Dernier né de la collection « Biophilia », ce volume vert est un témoignage notable autant de l’esprit des Lumières que du naturaliste fureteur dans la tradition de Buffon, sans compter un souffle préromantique dans le lyrisme des descriptions de la nature sauvage. La superbe édition est nantie d’index divers, illustrée des dessins de l’auteur, d’un cahier de photographies où Bertrand Fillaudeau et Fabienne Raphoz suivent ses traces au service du lecteur ému, enthousiaste.
Serons-nous autant convaincus de la nécessité de l’ouvrage qui parait conjointement : Nous n’avons qu’une seule terre, de Paul Shepard ? S’il faut connaitre cette thèse d’un philosophe environnementaliste selon laquelle l’humanité est une catastrophe pour la planète, n’est-elle pas abusive, dangereusement anti-humaniste ?

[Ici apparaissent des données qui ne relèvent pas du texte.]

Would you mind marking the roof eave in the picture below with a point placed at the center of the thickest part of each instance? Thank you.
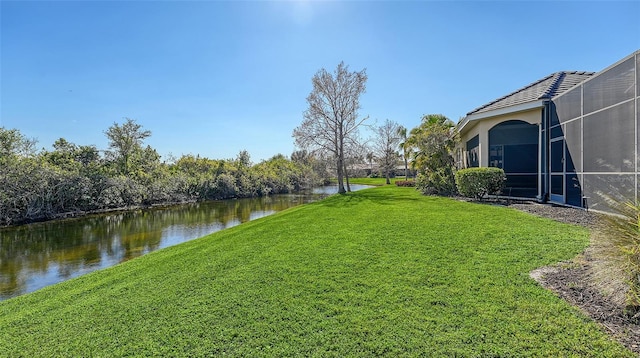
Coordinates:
(500, 111)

Comment peut-on consacrer sa vie aux vers de terre et autres lombrics ? C’est pourtant la spécialité du héros préféré de Fredrik Sjöberg, dont l’autobiographie fragmentée alterne avec la biographie du scientifique Gustav Eisen (1847-1940). Ce dernier est l’auteur d’une somme sur le raisin, spécialiste des cunéiformes, aquarelliste pléthorique de perles et passionné de ces séquoias qui lui doivent leur survie, par ailleurs ami et mécène de l’écrivain et dramaturge Strindberg. Ce collectionneur de vers (au point de donner le nom de la femme aimée à l’un d’eux) ou encore de vignes et d’aventures, de surcroit nouvelliste et théosophe, est selon le narrateur : « un espalier pour y accrocher ma propre histoire ». Ce dernier, né en 1958, est également un naturaliste curieux, traqueur de papillons et de « Callicera » (ce sont des mouches), dont l’enfance est semée des aventures épiques et souriantes de l’entomologiste en herbe.

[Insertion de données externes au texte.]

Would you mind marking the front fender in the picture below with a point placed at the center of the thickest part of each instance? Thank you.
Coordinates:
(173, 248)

Ce pourrait n’être qu’un livre de spécialiste ; mais le charme et la persuasion du récit de Sjöberg sont sans mélange. Nous voyageons d’île en île, entre mer Baltique et abords de la Californie, où les explorateurs jouent les Robinson et inventorient de nouvelles espèces d’algues, mais aussi parmi les roches, les forêts et les neiges de la Sierra Nevada. C’est alors que les anecdotes sont savoureuses, voire humoristiques. Comme lorsque l’enfant vole une ampoule de lampadaire pour attirer les papillons et autres « noctuidés », plus particulièrement un fascinant « sphinx ». Comme lorsque la chasse aux insectes permet de courir les filles, lorsque l’on découvre des « parasites qui coulaient des jours heureux dans le testicule d’un ver de terre du Guatemala », lorsqu’un scarabée baptisé « Anophtalmus hitleri » est menacé de disparition par des collectionneurs nostalgiques du Troisième Reich…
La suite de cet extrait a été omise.